In theory, I guess I could appreciate the idea of a Western where most of the gunfights are replaced by long sterile arguments, as if the characters were old ladies having tea instead of hardened men of the law chasing a murderer. Yet watching “True Grit”, I found this neither clever or amusing, just dull and frustrating. I have to point out that none of the characters made much of an impression on me, even though they’re all played by capable actors. I was particularly disappointed by Jeff Bridges’ turn as the one-eyed, gravelly-voiced Cogburn, an old drunken asshole who’s mumbling, rambling and, dare I say it, rather boring. As for Hailee Steinfeld, who’s been hailed as the revelation of the film by some, she did little for me.

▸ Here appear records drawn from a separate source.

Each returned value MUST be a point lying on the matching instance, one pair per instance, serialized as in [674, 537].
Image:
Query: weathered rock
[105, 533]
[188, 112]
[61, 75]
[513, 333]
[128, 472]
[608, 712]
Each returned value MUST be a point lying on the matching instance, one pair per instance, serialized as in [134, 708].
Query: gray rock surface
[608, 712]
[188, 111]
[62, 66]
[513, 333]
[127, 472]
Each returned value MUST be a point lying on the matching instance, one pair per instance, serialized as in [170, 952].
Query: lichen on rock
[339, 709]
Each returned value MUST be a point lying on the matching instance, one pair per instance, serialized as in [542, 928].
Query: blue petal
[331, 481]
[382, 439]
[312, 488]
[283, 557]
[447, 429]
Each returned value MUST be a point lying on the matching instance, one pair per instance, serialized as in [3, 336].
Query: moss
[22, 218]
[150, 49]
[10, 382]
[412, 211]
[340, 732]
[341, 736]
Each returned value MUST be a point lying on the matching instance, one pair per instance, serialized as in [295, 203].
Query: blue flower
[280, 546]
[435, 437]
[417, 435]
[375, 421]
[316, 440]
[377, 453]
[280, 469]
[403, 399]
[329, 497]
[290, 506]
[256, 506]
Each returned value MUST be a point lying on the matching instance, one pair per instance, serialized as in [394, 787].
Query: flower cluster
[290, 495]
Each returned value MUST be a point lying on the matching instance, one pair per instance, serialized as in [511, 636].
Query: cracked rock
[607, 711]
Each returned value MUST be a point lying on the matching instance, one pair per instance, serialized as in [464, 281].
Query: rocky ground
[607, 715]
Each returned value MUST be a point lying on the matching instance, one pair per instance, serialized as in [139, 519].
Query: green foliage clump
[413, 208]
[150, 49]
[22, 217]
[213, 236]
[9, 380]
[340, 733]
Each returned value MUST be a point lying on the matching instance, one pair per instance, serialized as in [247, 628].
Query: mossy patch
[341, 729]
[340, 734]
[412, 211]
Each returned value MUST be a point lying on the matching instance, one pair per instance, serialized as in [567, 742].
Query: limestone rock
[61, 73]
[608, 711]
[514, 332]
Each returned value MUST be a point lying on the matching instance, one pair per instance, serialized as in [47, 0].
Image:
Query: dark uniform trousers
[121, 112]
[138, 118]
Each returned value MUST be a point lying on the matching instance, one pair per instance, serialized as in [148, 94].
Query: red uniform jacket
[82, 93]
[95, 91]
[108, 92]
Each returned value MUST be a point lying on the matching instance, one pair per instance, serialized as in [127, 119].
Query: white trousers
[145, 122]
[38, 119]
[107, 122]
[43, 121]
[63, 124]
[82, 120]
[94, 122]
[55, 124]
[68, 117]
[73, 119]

She’s good enough, but her character is a bit one-note; precocious, assertive, mature beyond her years, Mattie is admirably driven, but I would have liked to see more vulnerability in her, some sense that she realized she might be in way over her head.

Eventually, “True Grit” is enlivened by some intense bursts of violence and the climax is involving enough, but it’s ultimately too little, too late. Moment to moment, the film is just not that rewarding, and on the whole, it doesn’t add up to much. Roger Deakins‘s gorgeous cinematography notwithstanding, the Coen’s latest is pretty much a letdown all around.